Parlando con un altro survivor, ho realizzato come sarebbe stato tutto diverso se quel 13 novembre io fossi, per esempio, stato investito e mi fossi fratturato un sacco di ossa. È ovvio che si tratta di due cose differenti, ma quello che intendo dire è che i traumi fisici sono considerati molto di più di quelli psichici. Se sei a letto con le gambe ingessate sembri più «a pezzi» di una persona che ha subito un lutto come questo e che esteriormente è come prima ma dentro è devastata. Questo dovrebbe essere una lezione per tutti: i disagi psicologici non sono un semplice «stare male», non sono una tristezza passeggera quindi «Prova a distrarti e andrà meglio». Alcune volte sono malattie a tutti gli effetti, altre volte sono traumi che hanno la stessa forza e la stessa violenza (se non superiore) di traumi fisici come un grave incidente stradale, tanto per rifarmi all’esempio che ho fatto prima.

Non mi vergogno di essere un survivor, non mi vergogno del mio dolore. So che non sarà mai tutto come prima, so che non sarò mai più quello di prima. Ma sto lavorando per scendere a patti con il dolore che mi perseguita ogni giorno e spero di riuscire a declinare questo trauma in un modo che mi possa permettere di rendermi utile per gli altri.

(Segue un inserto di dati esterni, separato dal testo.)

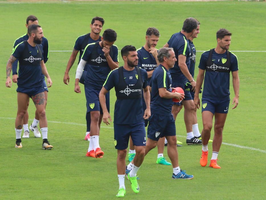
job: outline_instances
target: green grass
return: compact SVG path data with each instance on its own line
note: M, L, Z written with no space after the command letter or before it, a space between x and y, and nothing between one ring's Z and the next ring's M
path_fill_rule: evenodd
M70 71L69 85L63 81L71 52L50 52L46 65L53 83L46 114L50 122L48 139L54 148L43 151L41 139L33 138L32 133L30 139L23 140L22 149L14 147L17 86L5 86L5 66L14 40L26 31L28 16L37 16L52 51L71 51L76 39L89 31L90 21L97 15L105 20L104 29L111 28L117 32L115 44L120 49L126 45L137 48L144 45L146 31L151 27L160 31L159 48L180 30L185 18L192 16L201 23L200 33L193 41L198 51L215 47L216 32L224 27L233 33L231 50L265 51L265 10L264 2L237 1L0 3L0 199L114 199L118 189L112 125L108 128L102 125L100 141L103 158L85 156L89 145L83 140L86 100L83 87L81 94L73 91L76 61ZM240 68L239 104L229 111L223 141L265 150L265 53L235 53ZM198 52L196 66L200 54ZM232 99L232 89L231 84ZM111 99L112 116L114 91ZM32 102L28 111L30 123L35 112ZM183 136L178 139L185 143L183 112L179 115L176 123L177 134ZM201 130L200 112L198 114ZM134 194L126 179L124 199L265 199L265 153L223 145L218 158L222 168L216 170L200 166L200 149L185 145L178 148L181 168L195 176L193 179L184 181L172 180L171 166L155 164L157 150L152 151L138 172L140 192ZM166 150L164 155L169 160Z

Per quanto riguarda lei, quello che mi rimane sono i ricordi. Quelli belli e quelli brutti. Mi ricordo quando l’ho accompagnata al suo primo giorno di lavoro tenendole la mano per cercare di tranquillizzarla. Ma la verità è che ero più in ansia io di lei. Mi ricordo le lezioni di chitarra che diventavano sempre delle chiacchierate lunghissime. Tutti gli altri ricordi li tengo per me, sono un tesoro che conserverò per sempre.